RDC : "64 ans d'indépendance, que du gâchis !"

L'opposant congolais Lubaya Claudel André


C'est en substance ce que déclare l'opposant politique Lubaya Claudel André dans sa tribune publiée ce dimanche 30 juin 2024, marquant le 64ème anniversaire de l'indépendance de la République Démocratique du Congo (RDC).

Ci-dessous l'intégralité de sa tribune : 

#RDC 64 ans d'indépendance, que du gâchis !

Ce 30 juin 2024, la RDC célèbre le 64ᵉ anniversaire de son accession à l'indépendance. Au-delà de la méditation évoquée, il est essentiel de porter un regard critique sur la situation actuelle de notre pays. Cet exercice me semble indispensable à bien des égards, pour ne pas réduire la portée historique de cette commémoration.

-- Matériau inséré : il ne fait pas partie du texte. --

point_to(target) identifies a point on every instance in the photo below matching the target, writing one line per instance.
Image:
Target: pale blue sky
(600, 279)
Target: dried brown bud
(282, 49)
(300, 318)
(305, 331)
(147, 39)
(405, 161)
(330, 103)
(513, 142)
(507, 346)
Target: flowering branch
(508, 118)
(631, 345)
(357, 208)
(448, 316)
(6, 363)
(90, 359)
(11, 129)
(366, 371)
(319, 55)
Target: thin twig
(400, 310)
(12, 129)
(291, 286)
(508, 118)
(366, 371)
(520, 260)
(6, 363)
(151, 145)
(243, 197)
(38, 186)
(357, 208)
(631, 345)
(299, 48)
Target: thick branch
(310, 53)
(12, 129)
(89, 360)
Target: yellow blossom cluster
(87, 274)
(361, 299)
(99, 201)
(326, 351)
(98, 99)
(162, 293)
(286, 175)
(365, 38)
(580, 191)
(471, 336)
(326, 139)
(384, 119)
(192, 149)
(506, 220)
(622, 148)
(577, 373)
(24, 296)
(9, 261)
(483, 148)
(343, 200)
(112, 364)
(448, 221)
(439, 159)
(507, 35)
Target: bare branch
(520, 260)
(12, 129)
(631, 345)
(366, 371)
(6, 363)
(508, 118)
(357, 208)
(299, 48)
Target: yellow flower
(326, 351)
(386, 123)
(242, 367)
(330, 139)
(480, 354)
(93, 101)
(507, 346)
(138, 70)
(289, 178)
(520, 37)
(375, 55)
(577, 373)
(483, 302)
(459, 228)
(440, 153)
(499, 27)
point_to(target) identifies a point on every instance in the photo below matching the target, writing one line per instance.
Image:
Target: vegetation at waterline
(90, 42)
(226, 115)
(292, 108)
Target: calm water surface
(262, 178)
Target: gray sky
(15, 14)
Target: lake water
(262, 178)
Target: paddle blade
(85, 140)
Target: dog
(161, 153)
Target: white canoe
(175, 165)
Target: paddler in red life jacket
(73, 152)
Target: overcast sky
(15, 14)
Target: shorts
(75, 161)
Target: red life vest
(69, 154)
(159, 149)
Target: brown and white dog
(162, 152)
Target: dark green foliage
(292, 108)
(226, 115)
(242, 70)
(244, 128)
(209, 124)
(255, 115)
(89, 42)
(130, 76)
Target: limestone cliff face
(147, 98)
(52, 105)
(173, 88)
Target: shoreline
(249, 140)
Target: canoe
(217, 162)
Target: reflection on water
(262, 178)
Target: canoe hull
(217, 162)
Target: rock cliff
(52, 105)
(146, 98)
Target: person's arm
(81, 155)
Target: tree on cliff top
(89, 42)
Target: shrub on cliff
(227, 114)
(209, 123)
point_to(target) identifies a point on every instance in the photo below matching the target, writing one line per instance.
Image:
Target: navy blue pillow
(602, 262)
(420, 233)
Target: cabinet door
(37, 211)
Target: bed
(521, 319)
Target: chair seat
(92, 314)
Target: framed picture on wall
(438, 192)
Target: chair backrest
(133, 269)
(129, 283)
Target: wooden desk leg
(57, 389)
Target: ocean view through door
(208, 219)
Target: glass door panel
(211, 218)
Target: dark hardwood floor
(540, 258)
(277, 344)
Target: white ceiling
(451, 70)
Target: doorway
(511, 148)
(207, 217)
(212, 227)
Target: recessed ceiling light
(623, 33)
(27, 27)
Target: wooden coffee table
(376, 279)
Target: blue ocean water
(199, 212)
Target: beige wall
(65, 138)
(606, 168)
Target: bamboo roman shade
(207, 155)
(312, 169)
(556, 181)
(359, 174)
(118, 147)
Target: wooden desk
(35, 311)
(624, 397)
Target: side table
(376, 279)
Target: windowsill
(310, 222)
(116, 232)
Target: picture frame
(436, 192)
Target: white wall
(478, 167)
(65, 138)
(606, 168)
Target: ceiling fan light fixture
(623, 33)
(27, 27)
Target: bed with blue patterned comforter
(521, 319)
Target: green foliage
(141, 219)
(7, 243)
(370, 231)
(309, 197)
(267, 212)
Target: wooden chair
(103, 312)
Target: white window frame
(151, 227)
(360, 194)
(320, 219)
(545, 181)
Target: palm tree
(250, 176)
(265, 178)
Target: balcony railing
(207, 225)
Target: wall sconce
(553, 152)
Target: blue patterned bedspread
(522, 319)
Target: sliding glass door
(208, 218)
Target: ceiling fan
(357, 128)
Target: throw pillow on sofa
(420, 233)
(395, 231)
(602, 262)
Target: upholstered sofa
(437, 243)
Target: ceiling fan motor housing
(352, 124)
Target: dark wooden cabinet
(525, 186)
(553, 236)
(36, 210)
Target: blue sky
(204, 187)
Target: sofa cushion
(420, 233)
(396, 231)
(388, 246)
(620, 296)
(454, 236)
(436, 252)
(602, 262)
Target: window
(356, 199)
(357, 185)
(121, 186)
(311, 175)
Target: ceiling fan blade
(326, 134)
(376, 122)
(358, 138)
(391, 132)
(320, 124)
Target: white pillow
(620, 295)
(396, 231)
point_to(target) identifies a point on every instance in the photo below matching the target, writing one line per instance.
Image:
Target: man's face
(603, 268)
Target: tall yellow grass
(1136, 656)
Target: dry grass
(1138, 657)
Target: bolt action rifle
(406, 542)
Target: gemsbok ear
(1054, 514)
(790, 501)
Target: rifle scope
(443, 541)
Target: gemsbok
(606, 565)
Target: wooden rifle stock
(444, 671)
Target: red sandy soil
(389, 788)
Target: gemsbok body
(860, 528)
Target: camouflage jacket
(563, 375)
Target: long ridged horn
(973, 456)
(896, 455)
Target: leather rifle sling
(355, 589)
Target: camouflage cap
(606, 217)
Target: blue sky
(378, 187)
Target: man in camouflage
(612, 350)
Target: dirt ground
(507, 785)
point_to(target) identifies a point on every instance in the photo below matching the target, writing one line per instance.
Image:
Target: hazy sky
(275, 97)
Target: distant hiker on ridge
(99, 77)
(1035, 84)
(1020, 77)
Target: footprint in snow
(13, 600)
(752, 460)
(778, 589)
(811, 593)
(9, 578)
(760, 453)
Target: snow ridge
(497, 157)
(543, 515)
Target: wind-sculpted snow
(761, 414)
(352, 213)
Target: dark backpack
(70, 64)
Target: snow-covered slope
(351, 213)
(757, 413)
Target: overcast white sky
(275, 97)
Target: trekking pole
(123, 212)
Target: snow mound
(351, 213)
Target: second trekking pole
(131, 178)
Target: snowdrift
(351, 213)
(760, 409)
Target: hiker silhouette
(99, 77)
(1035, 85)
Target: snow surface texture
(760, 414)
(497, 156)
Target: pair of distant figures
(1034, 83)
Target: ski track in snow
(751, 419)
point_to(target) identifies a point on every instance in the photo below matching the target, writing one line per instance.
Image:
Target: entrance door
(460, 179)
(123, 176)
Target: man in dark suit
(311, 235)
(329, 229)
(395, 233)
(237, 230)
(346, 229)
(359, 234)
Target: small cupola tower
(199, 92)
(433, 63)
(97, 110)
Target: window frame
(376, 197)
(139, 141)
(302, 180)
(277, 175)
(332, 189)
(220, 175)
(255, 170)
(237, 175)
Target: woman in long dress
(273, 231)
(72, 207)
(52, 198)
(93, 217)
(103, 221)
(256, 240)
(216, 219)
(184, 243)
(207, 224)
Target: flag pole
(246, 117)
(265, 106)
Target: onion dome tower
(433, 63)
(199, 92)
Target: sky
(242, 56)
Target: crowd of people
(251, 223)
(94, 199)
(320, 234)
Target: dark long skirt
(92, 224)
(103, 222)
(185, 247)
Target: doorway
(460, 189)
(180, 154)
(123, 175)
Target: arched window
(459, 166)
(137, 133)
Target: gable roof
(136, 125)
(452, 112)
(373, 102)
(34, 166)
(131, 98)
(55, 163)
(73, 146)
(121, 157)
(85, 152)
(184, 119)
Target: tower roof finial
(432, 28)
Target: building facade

Qu'avons-nous fait du pays que les pères de notre indépendance nous ont légué ? Le Congo, transmis à notre génération comme un patrimoine à partager avec la jeunesse, est toujours en proie à l'incertitude quant à son avenir. Qu'avons-nous réellement accompli depuis notre indépendance ?

Il y a un peu plus de 5 ans, le 19 janvier 2019 marquait un tournant politique de notre histoire notamment par la passion pacifique du pouvoir qui avait dégagé un réel espoir et posé les bases d'un nouveau départ pour le pays. Surgissant sur fond de grave crise post-électorale de l'époque, cet espoir a rapidement cédé la place à la désillusion pour nos concitoyens. Faute de volonté politique, l’idéal du « peuple d’abord », une autre forme d’indépendance, n’a pas connu un début de matérialisation ; ouvrant la voie à l'inquiétude et à la déception pour ceux qui, aux quatre pièces du Congo, avaient rêvé d'un changement désormais hypothétique. Au cours de la dernière campagne électorale, personne n'a évoqué "le peuple d'abord". Et dans le programme du nouveau gouvernement, il n'en est pas fait mention. Comprendre qui pourra.

Comme la guerre de Troie, « le peuple d'abord » n'aura pas lieu. Ceux qui l'avaient prêché n'en parlent plus et ceux qui y avaient cru ont arrêté de rêver pour préserver leur santé mentale. Ceux qui ont osé le rappeler aux autorités, dans le cadre de la campagne « TOLEMBI PASI », notamment Gloria Sengha et Robert Bunda, l'ont informé à leurs dépens. Arrêtés le 17 mai, ils sont condamnés à une peine de détention arbitraire à l'ANR depuis bientôt deux mois. Au Congo et à travers le monde, des voix appelant à leur libération se multiplient. Une réponse ? Silence radio. C'est la seconde mort d'Etienne TSHISEKEDI, et le message est clair. Le peuple d’abord est une parenthèse définitivement fermée. Oser l'ouvrir est une infraction passible de détention au secret, à l'ANR. Tais-toi !

Oubliés, « l’état de droit » et sa jumelle, « la bonne gouvernance ». Ces deux concepts ne reviendront plus dans aucun discours officiel ! Ils en ont été bannis. Imaginons que des gens sont allés dans la rue et sont morts pour ça. A la place, les anti valeurs autrefois décriées ont refait surface, révélant de ce fait, la véritable nature du pouvoir issu de l'alternance. Des fléaux comme le tribalisme, le népotisme, l'instrumentalisation de la justice à des fins politiques, la corruption, l'enrichissement scandaleux et l'impunité ont atteint des proportions alarmantes, dépassant largement ce que notre pays avait connu auparavant.